An experiment in judgement and production of beat fractions, relative to an isochronous pulse shows a marked deterioration in accuracy for intervals <200msec. (Sternberg & Knoll, 1994) The poor judgement and production of single intervals in this region seems to reflect a lack of an interval timer, and compared to the ability of musicians at least to produce reasonably even intervals at that level if they are permitted to play all subdivision onsets seems to indicate that motor expression assists relative timing at this level.

While runs of small subdivisions of intervals below 200Hz are achieved eg. by many pianists, dividing the intervals in the tatum region into uneven parts appears to be more difficult, with mutual assimilation of longer intervals in rhythms, and the - sometimes unintentional - production of non-harmonic subdivisions of the clock period. (Repp, Windsor, & Desain, 2002) Friberg’s (Friberg & Sundström, 2002) analysis of jazz drummer’s swing ratios show that complex ratios (involving in this

case only two durations) can be reproduced consistently and accurately. Friberg (Friberg & Sundström, 2002) gives the range of ratios of the long note to the short note in jazz swing, at different tempi, as 1:1 to 3.5:1, while analysis of data for ten of the 16 different drummers given in Cholakis (Cholakis, 2003c) shows a variation between 1.5:1 to 2.7:1.

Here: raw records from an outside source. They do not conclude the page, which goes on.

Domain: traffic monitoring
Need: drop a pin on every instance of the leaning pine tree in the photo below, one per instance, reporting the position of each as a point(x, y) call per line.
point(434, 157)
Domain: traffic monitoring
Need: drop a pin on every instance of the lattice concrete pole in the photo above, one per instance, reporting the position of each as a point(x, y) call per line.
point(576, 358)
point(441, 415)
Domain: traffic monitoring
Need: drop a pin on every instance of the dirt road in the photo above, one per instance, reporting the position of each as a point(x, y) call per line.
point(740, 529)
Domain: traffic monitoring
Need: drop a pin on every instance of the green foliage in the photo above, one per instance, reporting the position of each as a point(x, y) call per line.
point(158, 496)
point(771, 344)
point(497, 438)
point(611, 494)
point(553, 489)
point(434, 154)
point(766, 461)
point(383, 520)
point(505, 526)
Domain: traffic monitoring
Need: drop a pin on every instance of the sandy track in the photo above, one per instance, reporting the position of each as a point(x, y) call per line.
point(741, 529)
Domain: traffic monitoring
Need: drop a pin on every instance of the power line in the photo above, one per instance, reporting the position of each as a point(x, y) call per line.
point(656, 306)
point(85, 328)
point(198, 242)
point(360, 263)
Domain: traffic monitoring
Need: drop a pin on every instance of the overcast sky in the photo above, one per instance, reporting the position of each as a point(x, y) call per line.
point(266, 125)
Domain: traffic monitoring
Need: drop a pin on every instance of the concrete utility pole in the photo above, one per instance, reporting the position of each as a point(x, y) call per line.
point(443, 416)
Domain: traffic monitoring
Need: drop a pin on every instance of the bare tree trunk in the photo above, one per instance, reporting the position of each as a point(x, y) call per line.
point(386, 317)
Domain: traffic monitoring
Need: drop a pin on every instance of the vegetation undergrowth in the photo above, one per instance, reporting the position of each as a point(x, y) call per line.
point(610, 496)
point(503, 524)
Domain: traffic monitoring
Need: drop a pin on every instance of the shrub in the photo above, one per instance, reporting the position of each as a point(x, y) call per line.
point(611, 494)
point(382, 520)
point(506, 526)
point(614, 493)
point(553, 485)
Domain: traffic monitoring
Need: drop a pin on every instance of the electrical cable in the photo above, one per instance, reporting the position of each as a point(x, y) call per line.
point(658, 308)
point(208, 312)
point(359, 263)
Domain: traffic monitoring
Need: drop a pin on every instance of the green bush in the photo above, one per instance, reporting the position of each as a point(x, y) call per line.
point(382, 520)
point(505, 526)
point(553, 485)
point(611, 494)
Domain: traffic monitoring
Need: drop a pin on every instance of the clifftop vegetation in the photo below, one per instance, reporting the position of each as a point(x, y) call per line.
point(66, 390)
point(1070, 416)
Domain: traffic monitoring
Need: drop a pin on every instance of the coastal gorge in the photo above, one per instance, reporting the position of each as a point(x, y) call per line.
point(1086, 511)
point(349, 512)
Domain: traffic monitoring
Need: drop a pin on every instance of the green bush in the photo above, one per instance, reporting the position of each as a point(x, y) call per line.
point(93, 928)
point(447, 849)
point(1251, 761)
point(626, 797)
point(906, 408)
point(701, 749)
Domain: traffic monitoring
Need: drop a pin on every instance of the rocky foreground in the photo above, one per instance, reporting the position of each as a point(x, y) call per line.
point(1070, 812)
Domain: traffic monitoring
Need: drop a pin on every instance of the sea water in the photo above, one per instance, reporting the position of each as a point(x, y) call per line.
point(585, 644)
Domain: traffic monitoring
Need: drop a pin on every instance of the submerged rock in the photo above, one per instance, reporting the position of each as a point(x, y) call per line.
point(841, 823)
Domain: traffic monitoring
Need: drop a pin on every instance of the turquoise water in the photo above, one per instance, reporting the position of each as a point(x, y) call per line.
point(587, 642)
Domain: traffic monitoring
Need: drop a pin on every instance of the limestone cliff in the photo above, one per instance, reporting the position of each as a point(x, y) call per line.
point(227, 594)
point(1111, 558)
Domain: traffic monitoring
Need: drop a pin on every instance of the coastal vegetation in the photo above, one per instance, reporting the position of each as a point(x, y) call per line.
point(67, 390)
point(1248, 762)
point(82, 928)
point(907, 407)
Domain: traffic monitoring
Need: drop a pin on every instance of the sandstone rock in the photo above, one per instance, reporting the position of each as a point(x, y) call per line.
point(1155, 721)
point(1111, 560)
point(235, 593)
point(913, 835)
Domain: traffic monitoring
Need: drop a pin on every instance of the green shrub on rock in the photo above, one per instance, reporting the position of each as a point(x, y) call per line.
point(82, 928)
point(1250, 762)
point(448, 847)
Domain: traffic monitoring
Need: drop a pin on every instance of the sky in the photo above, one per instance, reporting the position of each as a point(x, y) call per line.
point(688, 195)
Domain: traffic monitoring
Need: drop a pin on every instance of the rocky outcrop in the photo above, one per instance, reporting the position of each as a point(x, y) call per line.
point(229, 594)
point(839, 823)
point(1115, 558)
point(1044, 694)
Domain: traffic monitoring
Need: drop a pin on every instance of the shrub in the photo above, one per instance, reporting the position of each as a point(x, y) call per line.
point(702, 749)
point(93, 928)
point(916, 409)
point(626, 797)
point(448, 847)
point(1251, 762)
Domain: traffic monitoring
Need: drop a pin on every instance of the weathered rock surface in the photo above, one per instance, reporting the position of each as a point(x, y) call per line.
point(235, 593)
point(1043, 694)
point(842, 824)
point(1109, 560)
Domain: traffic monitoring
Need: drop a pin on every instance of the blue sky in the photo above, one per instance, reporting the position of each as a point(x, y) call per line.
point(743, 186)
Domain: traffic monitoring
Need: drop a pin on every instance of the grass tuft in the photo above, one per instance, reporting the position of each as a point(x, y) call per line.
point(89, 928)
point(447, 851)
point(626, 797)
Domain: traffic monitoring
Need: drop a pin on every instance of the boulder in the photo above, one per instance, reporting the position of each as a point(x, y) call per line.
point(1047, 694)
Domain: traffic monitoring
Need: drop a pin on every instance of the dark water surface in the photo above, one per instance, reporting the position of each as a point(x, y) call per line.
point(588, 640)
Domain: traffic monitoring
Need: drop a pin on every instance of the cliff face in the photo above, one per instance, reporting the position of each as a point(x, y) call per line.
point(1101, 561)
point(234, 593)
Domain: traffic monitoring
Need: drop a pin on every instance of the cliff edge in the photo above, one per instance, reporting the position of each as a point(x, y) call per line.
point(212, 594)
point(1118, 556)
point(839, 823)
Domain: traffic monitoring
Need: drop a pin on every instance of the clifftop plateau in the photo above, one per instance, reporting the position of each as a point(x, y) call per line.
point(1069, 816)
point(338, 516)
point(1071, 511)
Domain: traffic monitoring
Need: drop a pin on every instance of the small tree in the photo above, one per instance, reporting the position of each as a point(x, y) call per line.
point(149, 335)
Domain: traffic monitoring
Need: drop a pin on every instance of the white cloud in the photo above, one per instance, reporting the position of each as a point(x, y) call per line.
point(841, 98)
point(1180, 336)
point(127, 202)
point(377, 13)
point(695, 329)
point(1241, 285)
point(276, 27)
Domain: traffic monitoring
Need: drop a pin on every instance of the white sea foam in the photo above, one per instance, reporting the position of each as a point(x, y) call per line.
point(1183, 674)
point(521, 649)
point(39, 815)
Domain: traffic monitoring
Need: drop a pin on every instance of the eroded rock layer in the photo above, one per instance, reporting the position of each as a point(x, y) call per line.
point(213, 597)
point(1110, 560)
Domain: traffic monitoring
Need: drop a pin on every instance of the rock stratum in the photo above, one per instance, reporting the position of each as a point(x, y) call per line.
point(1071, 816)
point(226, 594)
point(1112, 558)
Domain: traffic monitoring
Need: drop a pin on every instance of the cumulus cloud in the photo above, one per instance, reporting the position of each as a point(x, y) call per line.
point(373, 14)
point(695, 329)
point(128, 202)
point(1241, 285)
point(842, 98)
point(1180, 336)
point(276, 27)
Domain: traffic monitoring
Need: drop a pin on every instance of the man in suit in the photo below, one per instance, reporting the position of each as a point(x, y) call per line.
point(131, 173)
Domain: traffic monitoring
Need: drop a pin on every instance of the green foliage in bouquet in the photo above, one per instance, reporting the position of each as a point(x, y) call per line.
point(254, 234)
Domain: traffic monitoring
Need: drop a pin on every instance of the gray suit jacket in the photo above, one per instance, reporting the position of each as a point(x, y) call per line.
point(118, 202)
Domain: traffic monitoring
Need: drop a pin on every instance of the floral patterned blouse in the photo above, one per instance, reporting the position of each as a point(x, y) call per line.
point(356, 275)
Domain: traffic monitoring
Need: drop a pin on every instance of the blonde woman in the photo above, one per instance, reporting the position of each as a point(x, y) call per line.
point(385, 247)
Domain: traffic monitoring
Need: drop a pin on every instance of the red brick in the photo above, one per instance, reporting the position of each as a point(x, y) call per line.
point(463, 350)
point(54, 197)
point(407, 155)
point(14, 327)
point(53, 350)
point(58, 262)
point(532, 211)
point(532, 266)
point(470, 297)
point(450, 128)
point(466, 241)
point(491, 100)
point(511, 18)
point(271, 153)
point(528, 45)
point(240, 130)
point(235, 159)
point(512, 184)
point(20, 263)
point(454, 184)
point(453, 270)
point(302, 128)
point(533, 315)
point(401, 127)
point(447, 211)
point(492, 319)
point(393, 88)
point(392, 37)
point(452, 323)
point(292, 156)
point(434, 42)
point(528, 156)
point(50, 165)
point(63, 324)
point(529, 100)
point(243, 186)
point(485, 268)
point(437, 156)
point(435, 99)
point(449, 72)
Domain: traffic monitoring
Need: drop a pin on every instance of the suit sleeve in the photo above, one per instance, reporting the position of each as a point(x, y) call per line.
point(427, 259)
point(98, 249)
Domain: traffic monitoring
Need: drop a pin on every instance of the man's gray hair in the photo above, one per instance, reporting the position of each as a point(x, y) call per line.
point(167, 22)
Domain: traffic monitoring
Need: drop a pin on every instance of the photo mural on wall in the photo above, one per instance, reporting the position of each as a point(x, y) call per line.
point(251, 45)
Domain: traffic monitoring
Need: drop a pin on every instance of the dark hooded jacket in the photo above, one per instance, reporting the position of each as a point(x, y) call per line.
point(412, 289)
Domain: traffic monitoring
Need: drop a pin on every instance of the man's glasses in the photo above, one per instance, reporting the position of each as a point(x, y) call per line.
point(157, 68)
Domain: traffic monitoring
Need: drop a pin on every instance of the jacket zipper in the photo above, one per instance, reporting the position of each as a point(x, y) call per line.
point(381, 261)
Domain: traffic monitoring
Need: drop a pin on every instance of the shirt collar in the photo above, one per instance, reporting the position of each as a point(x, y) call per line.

If concatenated, production of even intervals would be produced by an

(unconscious) revision of the motor program following a cognitive review of its evenness. The perception of evenness at this level of timing would relate to a direct comparison of the pattern’s component intervals to each other, rather than on asynchronies to a temporal grid produced by nested clocks.

Wright (Wright, 2002) notes that skilled drummers can control timing down to a single millisecond – when two drums are played together, such a small timing difference is heard as a timbre change, due to phase interference between the soundwaves produced by each drum. Such a level of control, combined with the non-simple ratios produced at sub-tactus timing levels, suggests a fast clock at ~1000Hz, with a counter mechanism.